HRTEM images are acquired on a Titan 60-300 electron microscope (FEI) equipped with a high-brightness electron gun (x-FEG), a Wien-type monochromator, a spherical aberration (CS) corrector of the objective lens, and a Tridiem 865 Gatan image filter (GIF) coupled with an UltraScan 1000 2K × 2K charge-coupled device camera. The microscope is operated at 80-keV acceleration voltage. The beam is monochromated to an energy spread of about 120 meV (as measured by full width at half maximum of the zero-loss electron energy-loss spectroscopy peak). To compensate the residual CS of fifth order and to improve the contrast of weak phase objects, the image corrector is operated with CS of third order equal to −12 μm. To improve their contrast, the images are recorded on the GIF camera with the zero-loss filtering, thus filtering the inelastically scattered electrons, and the exposure time is from 0.3 to 1 s.

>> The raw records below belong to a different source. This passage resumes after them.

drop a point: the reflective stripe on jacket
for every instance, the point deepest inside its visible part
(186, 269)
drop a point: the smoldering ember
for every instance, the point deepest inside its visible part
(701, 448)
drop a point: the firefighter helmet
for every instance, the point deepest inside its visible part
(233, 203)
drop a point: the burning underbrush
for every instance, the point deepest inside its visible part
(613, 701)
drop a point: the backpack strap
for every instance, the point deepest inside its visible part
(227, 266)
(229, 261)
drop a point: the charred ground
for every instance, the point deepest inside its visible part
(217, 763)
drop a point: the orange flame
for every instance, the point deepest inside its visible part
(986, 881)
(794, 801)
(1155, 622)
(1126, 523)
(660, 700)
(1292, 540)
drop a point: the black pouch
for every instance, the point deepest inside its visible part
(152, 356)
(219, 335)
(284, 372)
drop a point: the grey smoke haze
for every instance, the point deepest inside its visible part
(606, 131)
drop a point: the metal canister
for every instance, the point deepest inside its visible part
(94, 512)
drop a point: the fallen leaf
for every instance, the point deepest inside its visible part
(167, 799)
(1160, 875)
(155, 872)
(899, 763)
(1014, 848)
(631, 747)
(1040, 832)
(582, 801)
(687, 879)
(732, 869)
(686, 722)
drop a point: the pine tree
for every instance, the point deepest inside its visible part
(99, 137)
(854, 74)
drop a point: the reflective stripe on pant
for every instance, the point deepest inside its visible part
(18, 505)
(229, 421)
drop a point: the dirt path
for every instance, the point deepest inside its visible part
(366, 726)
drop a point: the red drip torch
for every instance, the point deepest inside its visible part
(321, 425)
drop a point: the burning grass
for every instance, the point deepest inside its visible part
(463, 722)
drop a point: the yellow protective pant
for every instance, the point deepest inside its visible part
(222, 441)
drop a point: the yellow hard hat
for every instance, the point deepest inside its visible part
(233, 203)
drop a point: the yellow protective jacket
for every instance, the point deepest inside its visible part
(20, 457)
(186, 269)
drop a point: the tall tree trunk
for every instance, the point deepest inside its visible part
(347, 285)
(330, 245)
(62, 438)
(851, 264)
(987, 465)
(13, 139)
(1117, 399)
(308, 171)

HRTEM image simulation conditions

The helical atomic structure of a dsDNA filament in its A-form (diameter of 22 Å) was obtained using the software UCSF Chimera version 1.10.1 by setting the arbitrary nucleotide sequence d(GCGAAATTTGCG)2. A-DNA helix chains of 44 nucleotides were built to simulate the periodic arrangement of base pairs and to eliminate boundary effects at the apical ends of the chains. HRTEM images were calculated using MacTempas version 2.3.33, which is based on multislice approximation, whereby the DNA helical structure is subdivided into four phase-grating slices, each 6.0 Å thick, parallel to the helix axis. The helix structure was oriented with the slices perpendicular to the electron beam propagation. The specimen potential of (n − 1)-slice changes the amplitude and phase of traversing electron wave function, which is then transmitted onto the following (n)-slice where it is further modified through the whole structure. The “weak phase object” approximation of specimen potential is totally satisfied due to the low atomic number of DNA-forming atoms and the small specimen thickness (t) of few tens of angstrom. The HRTEM images were simulated considering an optical system with an acceleration voltage of 80 KeV, convergence angle of 0.55 mrad, defocus spread of 23 Å (due to the spread of the electron beam energy created by the variation of objective lens current, the spherical aberration of objective lens, the instabilities in high-voltage supply, and the intrinsic energy spread in the electron gun), and spherical aberration coefficient of −12 μm.